Conclusion # 3: when you’re just entering the market, it’s crucial to pay attention to your service architecture, assess the types of data your company will be handling and their alignment with legal grounds for processing, and establish security measures – both technical and organizational. This proactive approach will help you steer clear of the regulatory authority’s scrutiny.
Roles and proper formalization of contractual relations
As we mentioned earlier, RTB auctions are a complex system involving various players, such as Publishers, SSPs, DSPs, DMPs, CMPs, and others. The roles represented by these acronyms correspond to specific statuses under the GDPR, like controller, joint controller, or processor. Identifying the correct status is essential before commencing operations because it has a significant impact on the company’s responsibilities and restrictions.
In practical terms, the most common roles are those of processors and joint data controllers.
In the case of joint control, Article 26(1) of the GDPR mandates that controllers must establish a clear agreement detailing their respective obligations for GDPR compliance. This includes how they handle the rights of data subjects and their responsibilities for providing information as outlined in Articles 13 and 14 of the GDPR.
By the way, the French regulatory body, CNIL, recently slapped a $40 million fine on the adtech giant Criteo for various GDPR violations. The company employed tracking and data processing methods to create profiles of web users for targeted behavioral advertising.

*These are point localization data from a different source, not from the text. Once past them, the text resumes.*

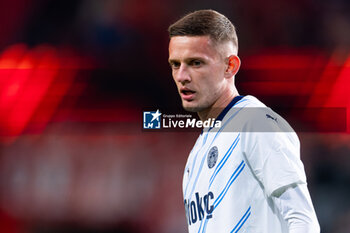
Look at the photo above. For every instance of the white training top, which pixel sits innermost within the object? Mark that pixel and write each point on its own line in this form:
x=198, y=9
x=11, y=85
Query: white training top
x=233, y=174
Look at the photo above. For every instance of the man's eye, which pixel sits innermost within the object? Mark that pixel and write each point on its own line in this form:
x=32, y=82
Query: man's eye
x=175, y=65
x=196, y=63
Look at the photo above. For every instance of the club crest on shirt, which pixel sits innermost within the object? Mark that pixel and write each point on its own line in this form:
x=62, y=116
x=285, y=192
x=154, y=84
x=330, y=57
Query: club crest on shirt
x=212, y=156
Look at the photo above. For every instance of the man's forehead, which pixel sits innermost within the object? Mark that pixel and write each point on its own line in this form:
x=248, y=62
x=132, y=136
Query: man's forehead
x=191, y=46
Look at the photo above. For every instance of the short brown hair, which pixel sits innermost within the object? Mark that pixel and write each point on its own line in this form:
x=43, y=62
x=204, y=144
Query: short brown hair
x=205, y=23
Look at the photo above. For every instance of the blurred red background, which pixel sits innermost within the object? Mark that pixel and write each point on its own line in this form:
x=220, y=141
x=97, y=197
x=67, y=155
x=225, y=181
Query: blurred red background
x=76, y=75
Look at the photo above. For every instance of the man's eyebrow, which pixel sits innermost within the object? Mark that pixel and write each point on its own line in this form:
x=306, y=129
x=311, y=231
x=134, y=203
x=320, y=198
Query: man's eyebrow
x=187, y=59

Advertisers paid for these “individual-level customer predictions.” Some of the breaches noted by the regulatory authority included placing targeting cookies without user consent (Article 7(1) of the GDPR), failing to maintain transparency (Articles 12 and 13 of the GDPR), neglecting user rights to access information (Article 15(1) of the GDPR), the right to withdraw consent and delete data (Articles 7(3) and 17(1) of the GDPR), and not adhering to the formalization requirements for relations between joint data controllers (Article 26 of the GDPR).
Conclusion # 4: it’s vital to determine your legal status in the market from the GDPR prospective and ensure that you establish well-defined contractual agreements with your business partners.

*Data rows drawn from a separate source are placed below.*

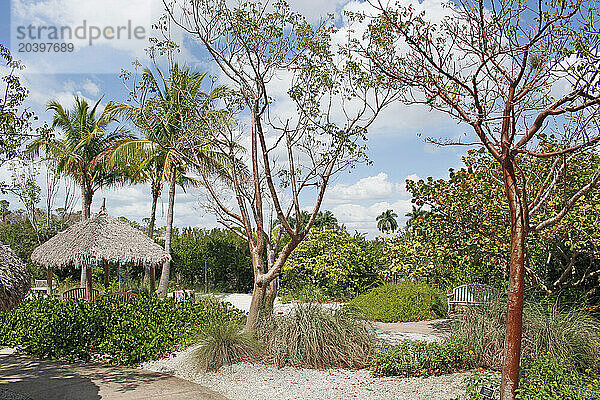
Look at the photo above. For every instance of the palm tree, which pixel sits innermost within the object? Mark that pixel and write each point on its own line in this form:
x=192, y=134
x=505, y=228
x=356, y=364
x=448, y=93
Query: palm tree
x=386, y=222
x=167, y=120
x=416, y=213
x=76, y=154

Functional realization of user rights
Ensuring that users’ rights, guaranted by the GDPR, are respected in technological mechanisms such as online advertising is crucial. This is primarily manifested in the provision of simple and accessible functional mechanisms for their implementation, such as the right to access their data, the right to rectification, the right to delete data (right to be forgotten), and restrict processing. Consent Management Platforms (CMPs) may be used for this purpose.
It is important to note that all companies that process personal data of EU users must be prepared for the fact that a user may request access to the data held by the company, and it must be fulfilled within the appropriate time frame. Alternatively, the data subject may object to the processing of their personal data for direct marketing purposes, or if the processing is based on legitimate interest. In such cases, the company must ensure that it has the functionality to stop processing the data subject’s data.
Recently, Sephora, one of the top online cosmetics retailers, was fined $1.2 million under the California Consumer Protection Act (CCPA) for failing to notify consumers about the sale of their personal data to third parties for the purpose of creating targeted advertising profiles (to display personalized ads), as well as for failing to process user requests to refuse to consent to the sale of their data.
Conclusion # 5: Ensuring the practical realization of users’ rights is the company’s primary task and responsibility.